Problem
You are trying to write a dataFrame as an Excel file to a Unity Catalog volume when it fails with an Operation not permitted
error message.
Cause
This is a known limitation when writing to Unity Catalog volumes.
As stated in the Databricks Volumes limitations (AWS | Azure | GCP) documentation, “Direct-append or non-sequential (random) writes, such as writing Zip and Excel files are not supported.”
Solution
You should perform the write operation on a local disk and copy the results to a Unity Catalog volume. You can use /local_disk0/tmp
for all cluster types. Other paths may fail.
Example code
These examples show you two possible ways to accomplish this task. The first uses openpyxl
, while the second does not require any additional package installation.
Use openpyxl
with /local_disk0/tmp
We create a sample dataframe to be written to a Unity Catalog volume path as an Excel file. The file is written to a temporary local path before it is copied to the volume path. The openpyxl
package is used to create the Excel file in the local path. Then we use the shutil
copyfile
function to copy the file from the local path to the volume.
%python
%pip install openpyxl
dbutils.library.restartPython()
import pandas as pd
from openpyxl import Workbook
from shutil import copyfile
def write_excel(data, filename):
"""
Write data to an Excel (.xlsx) file.
Parameters:
data (list of lists): The data to write, with the first inner list as the header row.
filename (str): The filename for the Excel file in local_disk.
"""
wb = Workbook() # Create a new workbook
ws = wb.active # Select the active worksheet
# Iterate over each row in the data and append it to the worksheet
for row in data:
ws.append(row)
wb.save(filename) # Save the workbook to the specified file
# Example usage:
data = [
["Name", "Age", "City"], # Header row
["Alice", 30, "New York"],
["Bob", 25, "San Francisco"],
["Charlie", 35, "Los Angeles"]
]
local_file = "/local_disk0/tmp/excel.xlsx"

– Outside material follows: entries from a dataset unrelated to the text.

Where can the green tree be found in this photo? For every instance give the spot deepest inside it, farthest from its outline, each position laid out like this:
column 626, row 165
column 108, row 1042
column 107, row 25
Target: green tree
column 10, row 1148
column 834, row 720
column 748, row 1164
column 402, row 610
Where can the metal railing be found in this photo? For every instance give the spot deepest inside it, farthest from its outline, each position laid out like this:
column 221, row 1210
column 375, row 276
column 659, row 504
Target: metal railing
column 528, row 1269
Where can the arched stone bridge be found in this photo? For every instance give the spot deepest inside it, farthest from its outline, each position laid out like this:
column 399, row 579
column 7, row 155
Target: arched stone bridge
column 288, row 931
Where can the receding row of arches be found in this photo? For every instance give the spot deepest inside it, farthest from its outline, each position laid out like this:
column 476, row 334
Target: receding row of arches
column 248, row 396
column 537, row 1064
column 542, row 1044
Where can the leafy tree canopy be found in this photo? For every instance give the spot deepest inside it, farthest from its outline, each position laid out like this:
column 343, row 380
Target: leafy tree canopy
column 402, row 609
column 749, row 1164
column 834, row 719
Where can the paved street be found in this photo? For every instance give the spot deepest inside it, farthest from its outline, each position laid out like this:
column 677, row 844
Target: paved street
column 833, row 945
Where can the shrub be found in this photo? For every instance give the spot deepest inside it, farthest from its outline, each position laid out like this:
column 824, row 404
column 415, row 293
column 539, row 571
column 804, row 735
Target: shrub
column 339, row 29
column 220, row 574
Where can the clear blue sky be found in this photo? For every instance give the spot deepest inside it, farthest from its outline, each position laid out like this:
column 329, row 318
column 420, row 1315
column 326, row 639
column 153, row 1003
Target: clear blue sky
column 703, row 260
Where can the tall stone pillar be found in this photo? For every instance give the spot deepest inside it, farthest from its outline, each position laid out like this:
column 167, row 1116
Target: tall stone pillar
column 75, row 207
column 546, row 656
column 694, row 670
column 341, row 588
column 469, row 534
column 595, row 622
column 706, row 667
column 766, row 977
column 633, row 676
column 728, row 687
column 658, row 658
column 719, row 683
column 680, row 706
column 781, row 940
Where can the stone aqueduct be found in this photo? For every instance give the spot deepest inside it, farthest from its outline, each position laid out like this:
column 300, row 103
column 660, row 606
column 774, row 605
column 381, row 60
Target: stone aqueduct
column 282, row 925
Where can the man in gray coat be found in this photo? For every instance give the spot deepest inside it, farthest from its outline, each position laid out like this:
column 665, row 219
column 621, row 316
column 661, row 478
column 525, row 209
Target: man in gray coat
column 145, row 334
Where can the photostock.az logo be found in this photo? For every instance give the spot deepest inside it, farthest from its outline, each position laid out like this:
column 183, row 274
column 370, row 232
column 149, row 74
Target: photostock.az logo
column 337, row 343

filename = <full-file-path-in-volume-including-filename>
print(filename)
write_excel(data, local_file)
copyfile(local_file, filename)
No package installation
We create a sample dataframe to be written to a Unity Catalog volumes path as an Excel file. The file is written to a temporary local path before it is copied to the volume path. We use the pandas
function .to_excel()
to create the Excel file in the local path. Then we use the shutil
copyfile
function to copy the file from the local path to the volume.
%python
import pandas as pd
from shutil import copyfile
def write_excel(data, filename):
"""
Write data to an Excel (.xlsx) file.
Parameters:
data (list of lists): The data to write, with the first inner list as the header row.
filename (str): The filename for the Excel file.
"""
df = pd.DataFrame(data[1:], columns=data[0])
df.to_excel('/local_disk0/tmp/excel.xlsx', index=False, sheet_name="Sheet1")
copyfile('/local_disk0/tmp/excel.xlsx', filename)
# Example usage:
data = [
["Name", "Age", "City"], # Header row
["Alice", 30, "New York"],
["Bob", 25, "San Francisco"],
["Charlie", 35, "Los Angeles"]
]
filename = <full-file-path-in-volume-including-filename>
write_excel(data, filename)